Recording and composition
The song "I'm a Lonesome Fugitive" brought Haggard country stardom. Although it sounds autobiographical (Haggard had done time at San Quentin), David Cantwell states in his book The Running Kind that it was actually written by Liz Anderson and her husband Casey while driving cross country and was inspired by the popular television show The Fugitive starring David Jansen as Richard Kimble. Haggard felt a connection to the song immediately and when it was released it became his first number one country hit. When Anderson played the song for Haggard, she was unaware about his prison stretch. "I guess I didn't realize how much the experience at San Quentin did to him, 'cause he never talked about it all that much," Bonnie Owens, Haggard's backup singer, and then-wife, is quoted in the liner notes to the 1994 retrospective, Down Every Road. "I could tell he was in a dark mood...and I said, 'Is everything okay?'  And he said, 'I'm really scared.' And I said, 'Why?' And he said, 'Cause I'm afraid someday I'm gonna be out there...and there's gonna be some convict...some prisoner that was in there the same time I was in, stand up—and they're gonna be about the third row down—and say, 'What do you think you're doing, 45200?'" Haggard would address the issue on his next album, Branded Man.
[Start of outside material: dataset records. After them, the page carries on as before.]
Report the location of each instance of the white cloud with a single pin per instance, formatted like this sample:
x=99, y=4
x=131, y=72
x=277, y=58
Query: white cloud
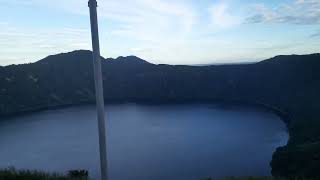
x=28, y=45
x=221, y=16
x=296, y=12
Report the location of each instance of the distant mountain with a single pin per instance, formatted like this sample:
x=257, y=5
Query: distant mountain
x=288, y=85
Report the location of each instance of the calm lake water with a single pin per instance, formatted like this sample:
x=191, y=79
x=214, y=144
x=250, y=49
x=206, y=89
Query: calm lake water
x=146, y=142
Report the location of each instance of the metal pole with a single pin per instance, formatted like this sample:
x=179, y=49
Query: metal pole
x=99, y=88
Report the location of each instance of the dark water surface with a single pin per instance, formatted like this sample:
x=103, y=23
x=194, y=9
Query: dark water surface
x=146, y=142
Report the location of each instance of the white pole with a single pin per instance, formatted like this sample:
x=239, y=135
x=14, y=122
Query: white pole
x=99, y=88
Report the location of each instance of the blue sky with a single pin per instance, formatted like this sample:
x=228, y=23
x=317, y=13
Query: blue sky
x=161, y=31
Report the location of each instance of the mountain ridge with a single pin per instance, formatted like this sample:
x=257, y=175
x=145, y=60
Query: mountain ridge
x=287, y=84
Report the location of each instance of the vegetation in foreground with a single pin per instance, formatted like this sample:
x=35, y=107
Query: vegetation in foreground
x=13, y=174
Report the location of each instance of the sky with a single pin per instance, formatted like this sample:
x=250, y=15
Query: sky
x=161, y=31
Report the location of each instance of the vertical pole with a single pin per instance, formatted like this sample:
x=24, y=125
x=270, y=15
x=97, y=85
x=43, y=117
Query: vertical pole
x=99, y=88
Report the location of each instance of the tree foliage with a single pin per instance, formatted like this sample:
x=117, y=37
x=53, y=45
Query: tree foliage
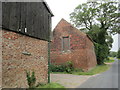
x=98, y=20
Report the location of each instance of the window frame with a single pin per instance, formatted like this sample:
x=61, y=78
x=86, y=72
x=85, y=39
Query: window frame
x=63, y=50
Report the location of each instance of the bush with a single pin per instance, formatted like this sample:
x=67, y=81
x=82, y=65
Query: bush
x=67, y=67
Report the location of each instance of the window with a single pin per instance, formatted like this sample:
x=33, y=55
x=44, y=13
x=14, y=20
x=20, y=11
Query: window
x=66, y=43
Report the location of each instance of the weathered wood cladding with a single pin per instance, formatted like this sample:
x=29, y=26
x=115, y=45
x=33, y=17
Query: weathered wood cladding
x=34, y=16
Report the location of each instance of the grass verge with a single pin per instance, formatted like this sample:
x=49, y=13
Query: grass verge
x=98, y=69
x=52, y=85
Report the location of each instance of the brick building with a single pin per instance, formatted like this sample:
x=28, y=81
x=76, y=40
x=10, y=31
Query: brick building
x=25, y=35
x=70, y=44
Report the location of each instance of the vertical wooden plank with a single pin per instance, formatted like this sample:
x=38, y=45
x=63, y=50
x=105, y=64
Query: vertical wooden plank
x=29, y=18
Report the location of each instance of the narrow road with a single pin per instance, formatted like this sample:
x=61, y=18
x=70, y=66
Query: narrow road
x=108, y=79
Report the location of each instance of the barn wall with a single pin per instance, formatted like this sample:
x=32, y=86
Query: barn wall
x=15, y=63
x=81, y=51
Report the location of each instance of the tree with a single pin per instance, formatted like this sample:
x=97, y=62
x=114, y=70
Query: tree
x=99, y=20
x=118, y=54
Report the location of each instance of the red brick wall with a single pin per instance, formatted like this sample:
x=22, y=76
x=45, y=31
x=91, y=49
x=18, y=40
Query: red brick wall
x=14, y=62
x=81, y=47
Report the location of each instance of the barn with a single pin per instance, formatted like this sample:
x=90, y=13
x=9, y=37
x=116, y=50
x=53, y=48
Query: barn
x=26, y=28
x=70, y=44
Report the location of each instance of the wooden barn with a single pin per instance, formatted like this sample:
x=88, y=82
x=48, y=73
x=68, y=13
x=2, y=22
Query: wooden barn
x=26, y=28
x=70, y=44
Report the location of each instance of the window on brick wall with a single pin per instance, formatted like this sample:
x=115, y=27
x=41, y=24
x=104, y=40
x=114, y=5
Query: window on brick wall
x=65, y=43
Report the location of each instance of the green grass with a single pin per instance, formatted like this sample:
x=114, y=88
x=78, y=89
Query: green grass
x=98, y=69
x=52, y=85
x=111, y=60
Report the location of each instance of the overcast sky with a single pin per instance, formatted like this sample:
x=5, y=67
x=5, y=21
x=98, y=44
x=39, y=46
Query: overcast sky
x=62, y=9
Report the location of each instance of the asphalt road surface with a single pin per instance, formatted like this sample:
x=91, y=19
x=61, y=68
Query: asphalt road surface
x=108, y=79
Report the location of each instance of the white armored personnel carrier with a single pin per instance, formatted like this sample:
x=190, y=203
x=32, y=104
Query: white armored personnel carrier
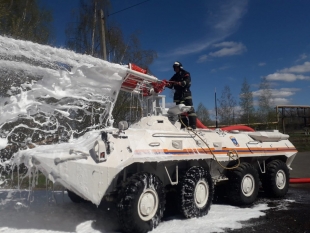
x=135, y=164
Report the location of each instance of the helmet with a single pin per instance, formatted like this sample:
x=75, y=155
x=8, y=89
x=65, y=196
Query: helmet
x=177, y=63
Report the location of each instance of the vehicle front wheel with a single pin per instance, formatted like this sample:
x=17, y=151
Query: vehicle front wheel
x=243, y=184
x=276, y=179
x=141, y=203
x=195, y=192
x=75, y=198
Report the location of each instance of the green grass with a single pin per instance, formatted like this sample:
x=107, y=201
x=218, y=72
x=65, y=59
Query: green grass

In 1996, I'm a Lonesome Fugitive was reissued by BGO Records along with Mama Tried.

Reception

I'm a Lonesome Fugitive was released on March 4, 1967 and rose to number 3 on the Billboard country albums chart and made it to number 165 on the pop charts. As with his previous album Swinging Doors, Haggard wrote nearly all the songs himself. As David Cantwell observed in 2013, most of the songs find Haggard in some sort of trap, citing the prison song "Life in Prison" and "House of Memories" ("My house is a prison...") and describes the album as "hurtling and out of control even when standing still. Merle can do nothing but sit and wait for phone calls that never come...It's a fantastic album, start to end..." George Bedard of AllMusic praises Haggard's cover of the Jimmie Rodgers classic "Rough and Rowdy Ways," insisting that Haggard "could evoke the Ghosts of Country Past in an absolutely convincing way without nostalgia or imitation."

Track listing
All songs by Merle Haggard unless otherwise noted.
"I'm a Lonesome Fugitive" (Liz Anderson, Casey Anderson) - 2:56 
"All of Me Belongs to You" - 2:40 
"House of Memories" - 2:47 
"Life in Prison" (Jelly Sanders, Haggard) - 3:02
"Whatever Happened to Me" - 2:57 
"Drink Up and Be Somebody" - 2:30 
"Someone Told My Story" - 2:32 
"If You Want to Be My Woman" - 2:16 
"Mary's Mine" (Jerry Ward) - 2:56
"Skid Row" – 1:57 
"My Rough and Rowdy Ways" (Jimmie Rodgers) - 2:23
"Mixed Up Mess of a Heart" (Tommy Collins, Haggard) - 2:06

Personnel
Merle Haggard – vocals, guitar

The Strangers:
Roy Nichols – guitar
Ralph Mooney – steel guitar
George French – piano
Jerry Ward – bass
Eddie Burris – drums

with
Lewis Talley – guitar
Billy Mize – guitar
Bonnie Owens – harmony vocals

and
James Burton – guitar, dobro
Glen Campbell – guitar
Glen D. Hardin – piano
Jim Gordon – drums

Chart positions

References

External links
Capitol finally gets around to issuing 10 full-lengths from country legend Merle Haggard's 1965-71 peak era. Pitchfork Media

1967 albums
Merle Haggard albums
Capitol Records albums
Albums produced by Ken Nelson (United States record producer)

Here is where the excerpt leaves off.